This is a very good book by a well regarded journalist who follows the subject, but there is so much information that even at only 338 pages of narrative, I have to call it a baggy shaggy monster.
******* Veritas: A Harvard Professor, a Con Man and the Gospel of Jesus’s Wife By Ariel Sabar8/11/2020 – 338 pages Read by Robert Petcoff – 15h 32m Rating – 8 – true crime/ history (Read and listened) *******
I down-rated it because parts are too laboriously detailed and it gets to be a kind of “much of a muchness.” Then it all gets old when Sabar gets into the sex stuff in various ways. There’s way too much information on almost everything from the backgrounds lives of the major players, the ink types, and the translation(s) of ancient Coptic writing, to the examination of Egyptian papyrus. All that’s in addition to kinky and illicit sex in Florida and child abuse in Germany with a bit of post-modern literary theory thrown in.
This is the story of a scrap of papyrus with ancient Coptic handwriting conveying the idea that Jesus was married. It turned up in the hands of a Harvard professor in religious studies via an anonymous source. Sabar focuses primarily on the involvement of Dr Karen King who was the contact of an “anonymous” collector. I think I may have read something about this a few years ago when Sabar wrote his articles for the Smithsonian and Atlantic magazines. He continued the search for the truth of the matter until this date.
There are times when Sabar outdoes Dan Brown (and the stories are related) for drama and other times it’s more like reading John Crossan, the renowned New Testament scholar. I prefer Crossan although Brown can cut a good plot line.
To me though, it’s True Crime fiction with a kind of journalist’s procedural sorting out how the expert historians plugged along verifying the scrap of papyrus which came across the path of one of their own, as well as how Sabar went about his investigation with the assistance of some interested media.

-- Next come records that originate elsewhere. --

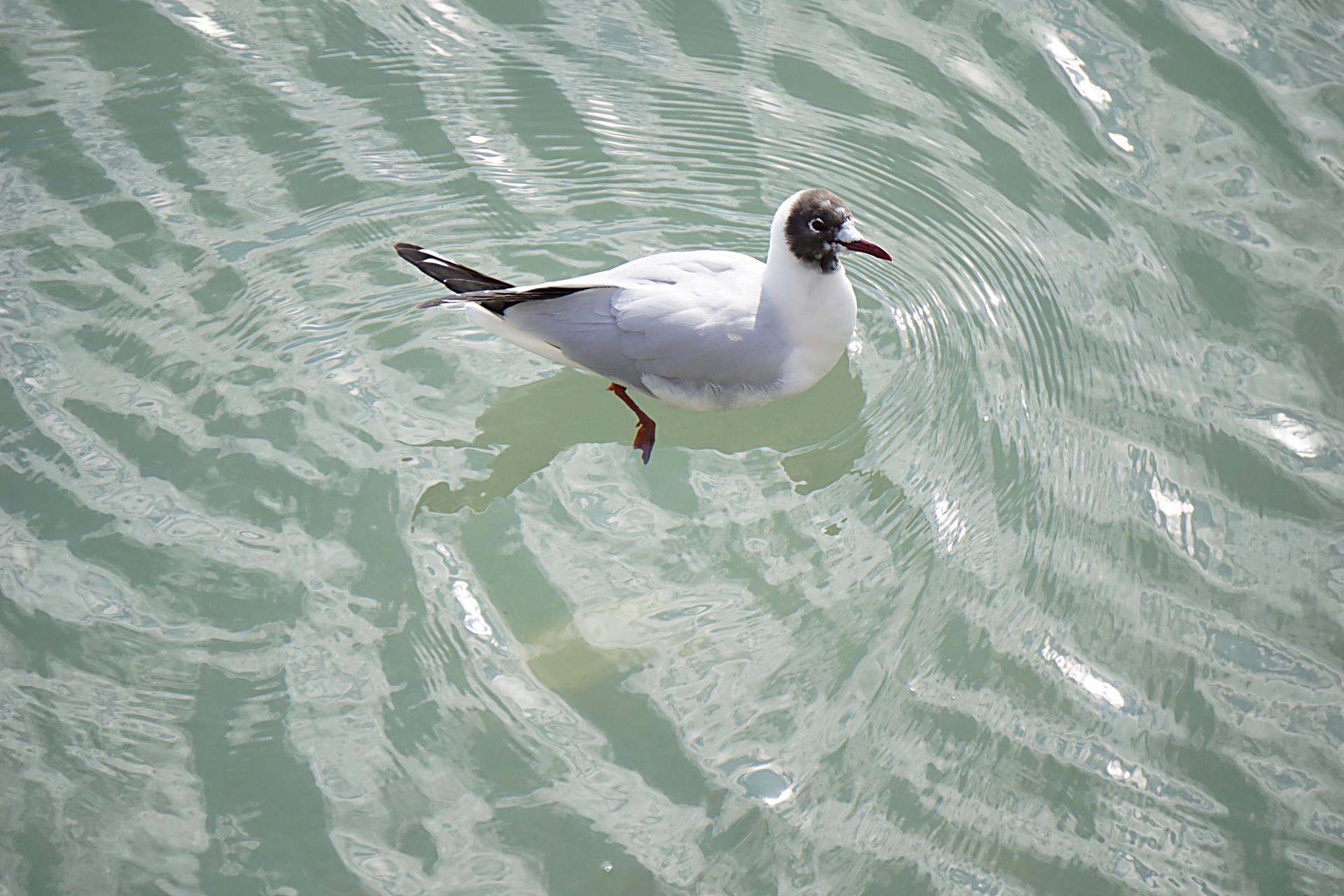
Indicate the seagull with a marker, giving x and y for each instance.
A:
(704, 331)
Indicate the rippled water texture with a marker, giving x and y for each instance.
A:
(307, 592)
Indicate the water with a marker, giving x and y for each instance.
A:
(307, 592)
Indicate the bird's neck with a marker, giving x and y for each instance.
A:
(815, 309)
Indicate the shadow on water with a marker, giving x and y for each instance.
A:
(538, 421)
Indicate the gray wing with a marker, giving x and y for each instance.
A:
(687, 318)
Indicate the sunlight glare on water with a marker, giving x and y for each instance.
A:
(304, 590)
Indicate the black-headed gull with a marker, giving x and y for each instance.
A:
(704, 331)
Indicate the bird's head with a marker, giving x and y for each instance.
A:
(818, 226)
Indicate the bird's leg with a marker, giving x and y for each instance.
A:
(644, 434)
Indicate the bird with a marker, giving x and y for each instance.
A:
(705, 330)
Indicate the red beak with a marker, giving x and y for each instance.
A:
(867, 248)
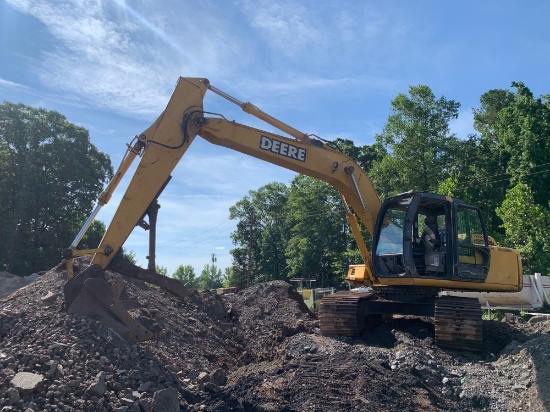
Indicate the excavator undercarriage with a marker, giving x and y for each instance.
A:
(458, 321)
(422, 243)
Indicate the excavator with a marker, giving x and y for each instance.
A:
(423, 244)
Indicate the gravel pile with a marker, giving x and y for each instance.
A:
(258, 350)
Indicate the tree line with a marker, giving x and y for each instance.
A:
(503, 168)
(51, 176)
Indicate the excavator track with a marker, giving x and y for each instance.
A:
(458, 323)
(342, 313)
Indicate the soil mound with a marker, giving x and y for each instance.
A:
(258, 350)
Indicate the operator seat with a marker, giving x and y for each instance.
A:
(434, 254)
(430, 233)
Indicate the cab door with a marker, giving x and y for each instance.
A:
(471, 244)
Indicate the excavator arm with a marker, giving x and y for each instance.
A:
(164, 143)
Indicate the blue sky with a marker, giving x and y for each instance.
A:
(328, 68)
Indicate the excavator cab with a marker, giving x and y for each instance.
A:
(427, 235)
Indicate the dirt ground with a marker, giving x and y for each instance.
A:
(257, 350)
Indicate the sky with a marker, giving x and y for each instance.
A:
(325, 67)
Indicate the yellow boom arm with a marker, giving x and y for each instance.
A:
(166, 141)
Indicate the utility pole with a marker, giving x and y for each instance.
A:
(251, 226)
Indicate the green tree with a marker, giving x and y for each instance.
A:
(161, 270)
(418, 143)
(527, 226)
(230, 278)
(50, 178)
(211, 277)
(186, 275)
(261, 227)
(318, 231)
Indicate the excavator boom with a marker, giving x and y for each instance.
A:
(405, 277)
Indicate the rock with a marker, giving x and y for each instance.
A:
(166, 400)
(49, 297)
(26, 382)
(97, 387)
(212, 387)
(10, 283)
(13, 395)
(538, 319)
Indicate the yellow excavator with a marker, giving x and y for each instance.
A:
(423, 244)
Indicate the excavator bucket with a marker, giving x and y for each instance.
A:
(89, 294)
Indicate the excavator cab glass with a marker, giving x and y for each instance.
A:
(426, 235)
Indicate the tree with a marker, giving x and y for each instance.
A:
(50, 177)
(418, 143)
(211, 277)
(527, 227)
(186, 275)
(161, 270)
(318, 231)
(261, 234)
(230, 278)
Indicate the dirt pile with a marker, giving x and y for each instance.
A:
(258, 350)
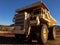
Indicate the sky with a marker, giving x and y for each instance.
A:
(8, 8)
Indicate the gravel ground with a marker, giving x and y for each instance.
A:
(14, 41)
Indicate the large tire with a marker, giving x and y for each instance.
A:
(52, 33)
(42, 34)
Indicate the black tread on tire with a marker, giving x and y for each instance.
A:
(40, 37)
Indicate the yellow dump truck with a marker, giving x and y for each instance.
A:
(34, 22)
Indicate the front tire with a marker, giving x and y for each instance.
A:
(42, 34)
(52, 33)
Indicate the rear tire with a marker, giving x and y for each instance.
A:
(52, 33)
(42, 34)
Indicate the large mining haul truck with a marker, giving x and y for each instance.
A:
(34, 22)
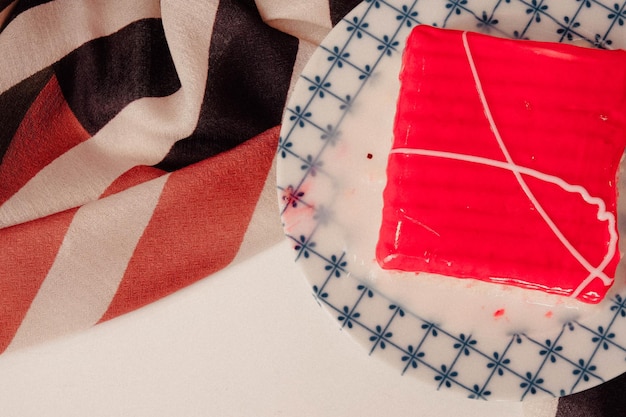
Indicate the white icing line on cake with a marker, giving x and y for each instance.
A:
(593, 272)
(603, 214)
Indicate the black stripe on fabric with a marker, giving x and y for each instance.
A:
(250, 69)
(20, 7)
(606, 400)
(104, 75)
(23, 5)
(15, 102)
(340, 8)
(4, 4)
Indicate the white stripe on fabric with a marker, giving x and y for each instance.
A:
(90, 264)
(308, 20)
(264, 229)
(41, 36)
(141, 134)
(4, 14)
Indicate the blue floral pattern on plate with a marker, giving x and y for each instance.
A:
(577, 355)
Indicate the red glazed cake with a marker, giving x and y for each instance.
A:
(504, 160)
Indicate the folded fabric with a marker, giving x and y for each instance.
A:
(137, 142)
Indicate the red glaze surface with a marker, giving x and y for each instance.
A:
(559, 109)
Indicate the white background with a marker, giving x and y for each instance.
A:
(248, 341)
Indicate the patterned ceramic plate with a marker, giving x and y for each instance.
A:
(484, 342)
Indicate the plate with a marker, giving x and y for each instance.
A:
(480, 340)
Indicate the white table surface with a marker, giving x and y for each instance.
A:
(248, 341)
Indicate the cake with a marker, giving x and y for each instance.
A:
(504, 161)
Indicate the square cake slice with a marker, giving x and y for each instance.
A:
(504, 162)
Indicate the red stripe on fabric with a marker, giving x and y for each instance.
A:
(48, 130)
(132, 177)
(27, 252)
(198, 224)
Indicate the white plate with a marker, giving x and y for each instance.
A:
(331, 171)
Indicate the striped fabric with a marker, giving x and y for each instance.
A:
(136, 149)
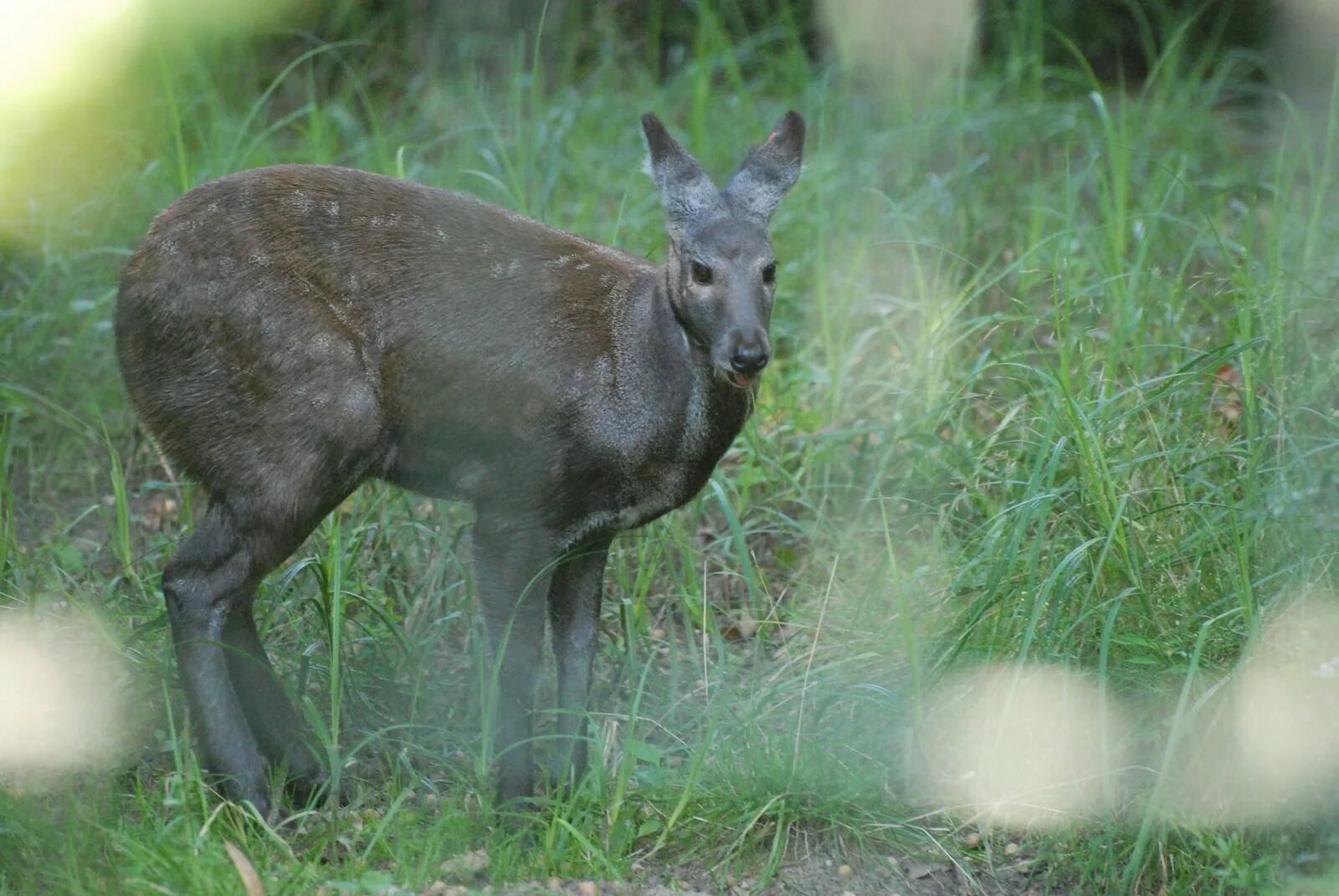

There are three different threads Sabat explores. The first is the fragment of papyrus itself and the archeologists who examined it and what it meant to Karen King and the Early Christian history community. The second is the sleazy back story of how that papyrus came to be in the hands of Karen King and Harvard Divinity School. This concerns a lot of material on Walter Fritz. Then there is a large section about Karen King and her development into the scholar she was. This all gets very psychoanalytical.
Then there is the detailed examination of the papyrus to figure out it was a fraud, a forgery at all and then to connect that to Fritz, or not. Who did this laborious footwork and hid it? The first part is pretty straightforward and deeply interesting. The second and third parts intertwine and are either sleaze or investigative work.
When Sabar gets really into the story of Walter Fritz the story gets more compelling, but there’s a lot of pseudo-psychoanalytic stuff there. Much of this seems like padding.
There’s a lot of material such as names, dates, details, events and procedures and Sabat pushes each thread to the saturation point and then switches threads. The threads do connect up within the tale, sometimes.
Overall it was a good read for me what with my interest in True Crime and Christian history but I certainly wouldn’t recommend it to everyone.